Please advise as to where this should be reported if not here.
comment:6 by , 5 years ago
| Severity: | medium → highest |
|---|
comment:7 by , 5 years ago
Known fact already :) I forgot to upload a new dash package. Will do in monday i hope
comment:8 by , 5 years ago
| Cc: | added |
|---|
comment:9 by , 5 years ago
| Resolution: | → fixed |
|---|---|
| Status: | reopened → closed |
Confirmed that the new dash package resolves the dependency for both i686 and pentium4. Thanks.

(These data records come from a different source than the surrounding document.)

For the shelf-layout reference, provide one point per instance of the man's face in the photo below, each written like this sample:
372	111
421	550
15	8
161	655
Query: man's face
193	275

Still not sure where ca-certficates issues are supposed to be reported on github.
comment:10 by , 5 years ago
me neither atm :) we are creating some possibilities soon. while github is great, it also has some drawbacks. like not having the possibility to add tickets for private repos.
we figure out the best strategy for that atm.
Prior ca-certificates update ticket (with useful links): #105.